I recently attended React Day Berlin and Miguel Ángel Durán gave a shoutout to the AdventJS challenge which interested me to try and as an excuse to add more posts in this blog of mine.

Miguel Ángel Durán

Table of Contents

Challenge

Day 1 starts with a bang with a duplicate search problem:

Find the first identification number that has been repeated, where the second occurrence has the smallest index!

In other words, if there is more than one repeated number, you must return the number whose second occurrence appears first in the list. If there are no repeated numbers, return -1.

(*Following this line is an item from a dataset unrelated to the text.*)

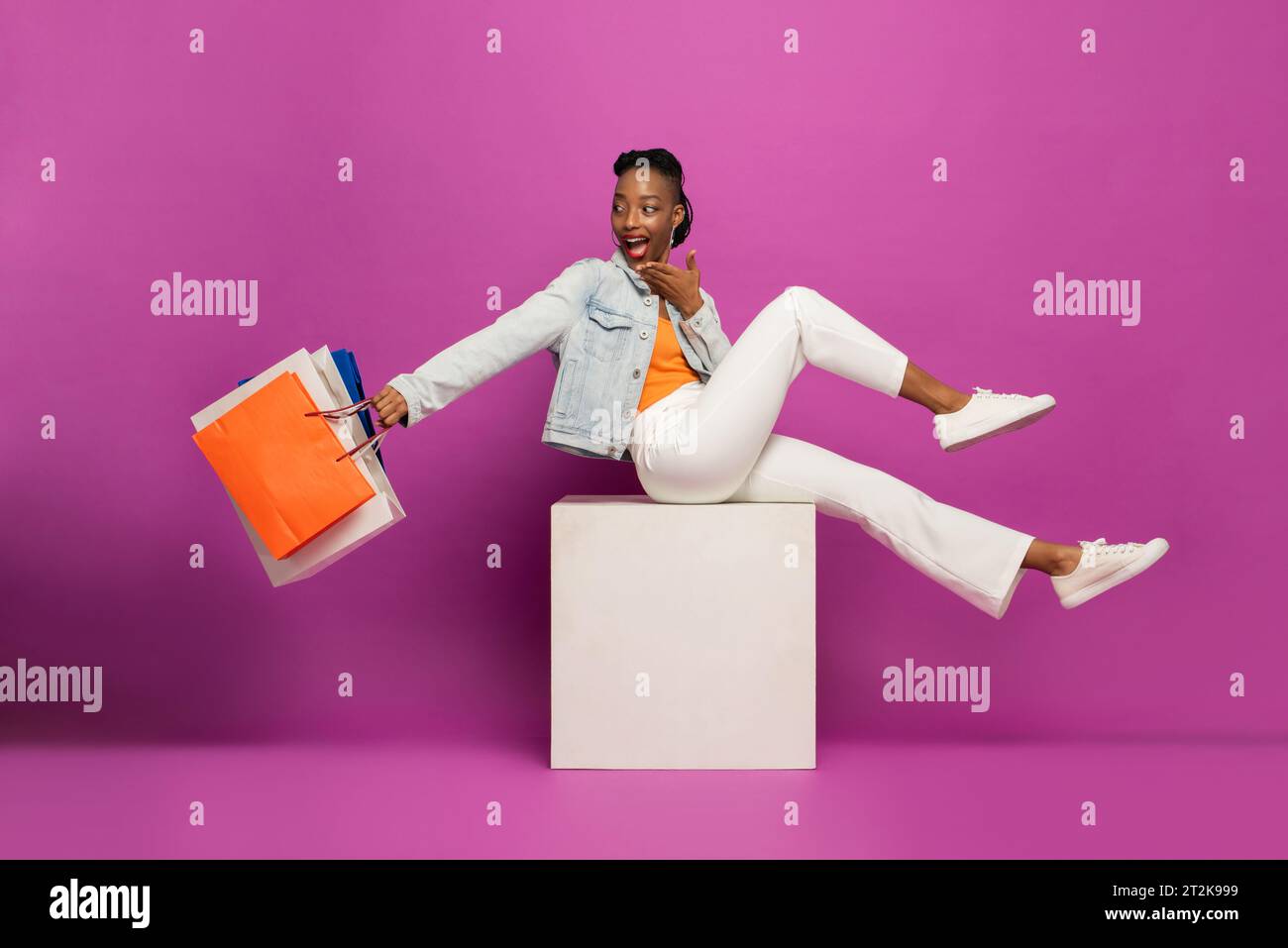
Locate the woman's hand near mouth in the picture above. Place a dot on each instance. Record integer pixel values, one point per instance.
(675, 285)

I have encountered a lot of these integrated in my JS bootcamps and several frontend developer application exams and I think this is a classic staple for any developer to solve.

Solution

The way I solved it is to save all repeated digits in order of appearance and return the first element from this list:

function findFirstRepeated(gifts: Array<number>) {
  const duplicates = gifts.filter(
    (item, index) => gifts.indexOf(item) !== index
  );
  return duplicates.length ? duplicates[0] : -1;
}

Lessons Learned

Array.prototype.filter()

I decided to use good old filter to extract all elements that are not unique in the array.

Normally in order to get all unique elements in an array, we use the criteria to just get all items with the same index as the current one.

myArray.filter((item, index) => myArray.indexOf(item) === index)

The way indexOf works is helpful here because it only returns the index of the first existence of the given item if available, otherwise -1.

So in reverse we get the duplicated items instead:

myArray.filter((item, index) => myArray.indexOf(item) !== index)

Array.prototype.indexOf()

It is an important tool here as mentioned because it always returns the first instance of an item in an array.